Była kandydatka KO na prezydenta Małgorzata Kidawa-Błońska postanowiła wesprzeć kampanię Rafała Trzaskowskiego. Goszcząc w programie „Rozmowy (Nie Tylko) Obywatelskie”, udzieliła mu poparcia, zaatakowała prezydenta Andrzeja Dudę i stwierdziła, że… „wywaliła majowe wybory”.

-„Trzeba teraz świeżego, mocnego impulsu. I Rafał Trzaskowski taki jest. Ja mówię: to jest taka sztafeta. My te wybory musimy wygrać. Będę bardzo dumna, jeżeli Rafał wygra, jeśli będę mogła powiedzieć, że miałam w tym swój udział. Bo raz, że wywaliłam wybory majowe i doprowadziłam do nowego otwarcia. I jestem skoncentrowana na tym, żeby Rafał wygrał” – deklaruje marszałek.

Jak jednak dodała dalej, nie tak wielkie znaczenie ma dla niej zwycięstwo Rafała Trzaskowskiego. Na pierwszym miejscu Małgorzata Kidawa-Błońska stawia to, aby przegrał Andrzej Duda:

-„Dla mnie nieważne jest, kto będzie ten urząd pełnił. Ważne, żeby to była osoba, która będzie stała na straży Konstytucji.

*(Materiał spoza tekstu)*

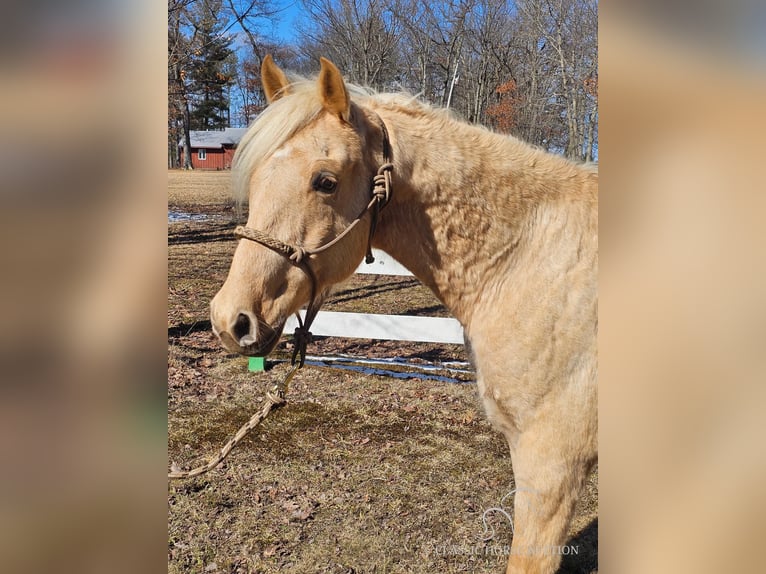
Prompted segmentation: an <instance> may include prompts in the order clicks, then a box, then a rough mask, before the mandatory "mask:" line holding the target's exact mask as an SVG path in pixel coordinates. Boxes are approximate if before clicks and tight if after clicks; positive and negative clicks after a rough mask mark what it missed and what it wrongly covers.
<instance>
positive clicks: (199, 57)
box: [189, 0, 236, 130]
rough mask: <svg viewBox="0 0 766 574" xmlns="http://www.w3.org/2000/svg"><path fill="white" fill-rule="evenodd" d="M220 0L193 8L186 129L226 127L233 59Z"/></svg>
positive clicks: (228, 114) (196, 128) (204, 1)
mask: <svg viewBox="0 0 766 574" xmlns="http://www.w3.org/2000/svg"><path fill="white" fill-rule="evenodd" d="M224 22H225V19H224V18H222V17H221V0H203V1H201V2H198V3H197V5H196V6H195V9H194V12H193V14H192V18H191V24H192V25H193V26H194V57H193V60H192V62H191V64H190V74H189V80H190V88H191V92H192V93H193V97H192V109H191V113H190V127H191V129H193V130H215V129H223V128H225V127H228V126H229V87H230V86H231V85H232V84H233V83H234V76H235V74H236V56H235V54H234V52H233V50H232V49H231V47H230V46H231V43H232V38H231V37H229V36H226V35H225V33H224V31H223V26H224Z"/></svg>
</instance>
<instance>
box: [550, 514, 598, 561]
mask: <svg viewBox="0 0 766 574" xmlns="http://www.w3.org/2000/svg"><path fill="white" fill-rule="evenodd" d="M566 546H573V547H575V548H577V549H578V552H577V554H569V555H566V556H564V557H563V559H562V561H561V566H560V567H559V570H558V572H557V574H590V573H591V572H597V571H598V518H594V519H593V520H592V521H591V522H590V524H588V526H586V527H585V528H583V529H582V530H581V531H580V533H579V534H577V535H576V536H573V537H572V538H571V539H570V540H569V541H567V543H566Z"/></svg>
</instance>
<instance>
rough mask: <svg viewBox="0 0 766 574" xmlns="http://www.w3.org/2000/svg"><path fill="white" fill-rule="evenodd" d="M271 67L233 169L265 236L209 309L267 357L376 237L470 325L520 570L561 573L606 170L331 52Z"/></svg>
mask: <svg viewBox="0 0 766 574" xmlns="http://www.w3.org/2000/svg"><path fill="white" fill-rule="evenodd" d="M261 75H262V80H263V87H264V90H265V93H266V96H267V99H268V101H269V104H270V105H269V106H268V107H267V108H266V110H265V111H264V112H263V113H262V114H261V115H260V116H259V117H258V119H257V120H256V121H255V122H254V123H253V125H252V126H251V127H250V129H249V131H248V132H247V134H246V135H245V137H244V138H243V140H242V142H241V144H240V147H239V149H238V150H237V154H236V158H235V161H234V171H233V178H234V187H235V194H236V195H237V196H238V198H239V199H240V200H245V199H248V200H249V202H250V210H249V218H248V221H247V228H245V229H240V236H241V237H244V238H247V239H253V240H254V241H241V242H240V244H239V245H238V247H237V249H236V252H235V254H234V258H233V261H232V264H231V269H230V271H229V276H228V278H227V279H226V282H225V283H224V285H223V287H222V288H221V290H220V291H219V292H218V294H217V295H216V296H215V298H214V299H213V301H212V303H211V320H212V325H213V330H214V332H215V333H216V335H218V337H220V339H221V341H222V343H223V345H224V346H225V347H226V348H227V349H229V350H230V351H233V352H238V353H243V354H246V355H256V356H263V355H266V354H268V353H269V352H270V351H271V350H272V349H273V348H274V346H275V345H276V343H277V341H278V339H279V337H280V335H281V333H282V330H283V328H284V324H285V320H286V318H287V317H289V316H290V315H291V314H293V313H296V312H297V311H298V310H299V308H300V307H301V306H302V305H304V304H306V303H307V302H308V303H309V309H310V310H311V309H312V308H313V309H316V308H318V305H319V304H320V302H321V300H322V298H323V296H324V295H325V294H326V293H327V292H328V291H329V289H330V287H331V286H332V285H333V284H336V283H338V282H339V281H343V280H344V279H346V278H347V277H349V276H350V275H351V274H353V273H354V270H355V269H356V267H357V266H358V264H359V263H360V261H361V260H362V258H363V257H364V255H365V252H366V251H367V250H368V249H369V247H370V244H371V245H372V246H374V247H377V248H380V249H382V250H384V251H386V252H387V253H389V254H390V255H392V256H393V257H394V258H396V259H397V260H398V261H400V262H401V263H402V264H404V265H405V266H406V267H407V268H408V269H410V270H411V271H412V273H413V274H414V275H415V276H417V278H418V279H420V281H422V282H423V283H424V284H425V285H427V286H428V287H430V288H431V290H432V291H433V292H434V293H435V294H436V296H437V297H438V298H439V299H440V300H441V301H442V302H443V303H444V305H445V306H446V307H447V308H449V310H450V311H451V312H452V314H453V315H454V316H455V317H456V318H457V319H458V320H459V321H460V323H461V324H462V325H463V327H464V330H465V333H466V338H467V340H468V342H470V348H471V349H472V353H473V359H474V362H475V366H476V373H477V387H478V393H479V396H480V397H481V400H482V402H483V404H484V409H485V410H486V413H487V416H488V418H489V420H490V421H491V422H492V424H493V425H494V427H495V428H496V429H497V430H499V431H500V432H501V433H503V434H504V435H505V437H506V439H507V440H508V445H509V447H510V451H511V462H512V465H513V472H514V475H515V483H516V495H515V500H514V512H515V517H514V525H515V529H514V537H513V543H512V547H511V555H510V557H509V561H508V570H507V571H508V572H553V571H554V570H555V569H556V568H557V567H558V565H559V561H560V554H561V553H560V552H557V551H556V548H559V547H561V545H562V544H564V542H565V540H566V536H567V528H568V525H569V523H570V520H571V518H572V514H573V511H574V506H575V502H576V500H577V497H578V495H579V493H580V491H581V489H582V487H583V484H584V482H585V479H586V477H587V475H588V473H589V471H590V469H591V467H592V466H593V464H594V463H595V460H596V455H597V414H596V406H597V404H596V401H597V387H596V370H597V356H596V334H597V328H598V320H597V280H596V274H597V273H596V271H597V265H598V245H597V189H598V175H597V173H596V171H595V170H594V169H590V168H588V167H585V166H580V165H576V164H574V163H571V162H569V161H567V160H565V159H563V158H561V157H557V156H554V155H551V154H548V153H546V152H543V151H540V150H538V149H535V148H533V147H531V146H529V145H527V144H525V143H523V142H521V141H519V140H517V139H514V138H512V137H507V136H502V135H498V134H494V133H492V132H491V131H489V130H487V129H484V128H481V127H477V126H472V125H468V124H466V123H463V122H460V121H458V120H456V119H454V118H453V117H452V116H451V115H450V113H449V112H448V111H445V110H439V109H434V108H431V107H429V106H428V105H426V104H423V103H420V102H417V101H415V100H413V99H412V98H410V97H406V96H404V95H402V94H373V93H369V92H367V91H364V90H362V89H361V88H357V87H354V86H351V85H347V84H346V83H345V82H344V80H343V78H342V76H341V74H340V72H339V71H338V69H337V68H336V67H335V66H334V65H333V64H332V63H331V62H329V61H328V60H325V59H324V58H323V59H322V61H321V71H320V73H319V76H318V78H317V79H316V81H305V80H301V81H296V82H295V83H290V82H289V81H288V79H287V77H286V76H285V74H284V73H283V72H282V71H281V70H280V69H279V68H278V67H277V66H276V65H275V64H274V62H273V60H272V59H271V58H270V57H267V58H266V59H264V62H263V67H262V70H261ZM376 174H377V176H376ZM371 190H372V191H371ZM339 236H341V237H340V239H338V240H337V242H333V240H334V239H336V238H338V237H339ZM329 243H332V245H330V246H329V247H328V244H329Z"/></svg>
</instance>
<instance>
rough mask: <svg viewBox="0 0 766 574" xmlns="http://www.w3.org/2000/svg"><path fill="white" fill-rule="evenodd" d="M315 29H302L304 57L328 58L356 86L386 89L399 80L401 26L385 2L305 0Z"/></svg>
mask: <svg viewBox="0 0 766 574" xmlns="http://www.w3.org/2000/svg"><path fill="white" fill-rule="evenodd" d="M303 5H304V7H305V9H306V12H307V18H309V19H310V21H311V26H304V27H303V29H302V33H301V35H302V46H301V51H302V54H303V55H304V56H305V57H307V58H308V59H310V60H313V61H316V60H317V59H318V57H319V56H325V57H328V58H330V59H331V60H333V61H334V62H335V63H336V64H337V65H338V66H340V67H341V68H342V69H343V70H344V72H345V73H346V75H347V76H348V77H349V78H350V79H351V80H352V81H354V82H356V83H359V84H362V85H365V86H370V87H373V88H378V89H384V88H387V87H389V88H390V86H391V84H392V83H393V82H394V81H395V77H396V73H395V71H396V66H397V60H398V51H399V47H398V46H399V41H400V38H401V26H400V23H399V21H398V19H397V18H395V17H394V14H393V13H392V9H391V6H392V4H391V3H390V2H386V1H384V0H303Z"/></svg>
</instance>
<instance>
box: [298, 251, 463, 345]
mask: <svg viewBox="0 0 766 574" xmlns="http://www.w3.org/2000/svg"><path fill="white" fill-rule="evenodd" d="M373 254H374V255H375V262H374V263H371V264H370V265H367V264H365V263H362V264H361V265H360V266H359V268H358V269H357V270H356V272H357V273H363V274H368V275H369V274H373V275H398V276H405V277H411V276H412V273H410V272H409V271H408V270H407V269H406V268H405V267H404V266H402V265H401V264H400V263H399V262H398V261H396V260H395V259H393V258H392V257H390V256H389V255H387V254H386V253H384V252H382V251H378V250H377V249H375V250H374V251H373ZM296 326H297V320H296V319H295V317H291V318H290V319H289V320H288V321H287V324H286V325H285V332H290V331H292V330H293V329H295V327H296ZM311 332H312V333H313V334H315V335H322V336H329V337H350V338H354V339H385V340H392V341H415V342H423V343H457V344H460V345H462V344H463V342H464V340H463V328H462V326H461V325H460V323H459V322H458V321H457V320H456V319H452V318H447V317H410V316H407V315H379V314H373V313H343V312H338V311H320V312H319V313H318V314H317V316H316V319H314V322H313V324H312V325H311Z"/></svg>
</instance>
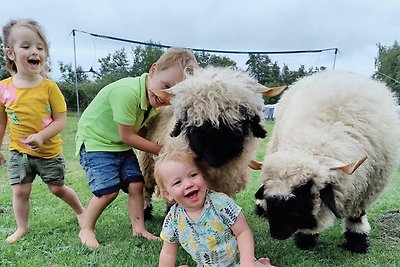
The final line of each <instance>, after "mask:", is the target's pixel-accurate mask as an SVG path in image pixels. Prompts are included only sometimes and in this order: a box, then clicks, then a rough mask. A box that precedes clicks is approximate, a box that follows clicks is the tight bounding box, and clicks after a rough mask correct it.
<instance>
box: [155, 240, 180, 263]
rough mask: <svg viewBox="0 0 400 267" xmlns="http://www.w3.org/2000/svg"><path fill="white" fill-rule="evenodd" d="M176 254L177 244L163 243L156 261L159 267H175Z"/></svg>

I żeby nie był to pan prezydent Andrzej Duda, bo to jest naprawdę kompromitacja dla naszego kraju” – mówi.

Politycy Koalicji Obywatelskiej wcale więc już nie ukrywają, że torpedowali wybory prezydenckie, aby mieć możliwość zmiany kandydata i „nowego otwarcia”.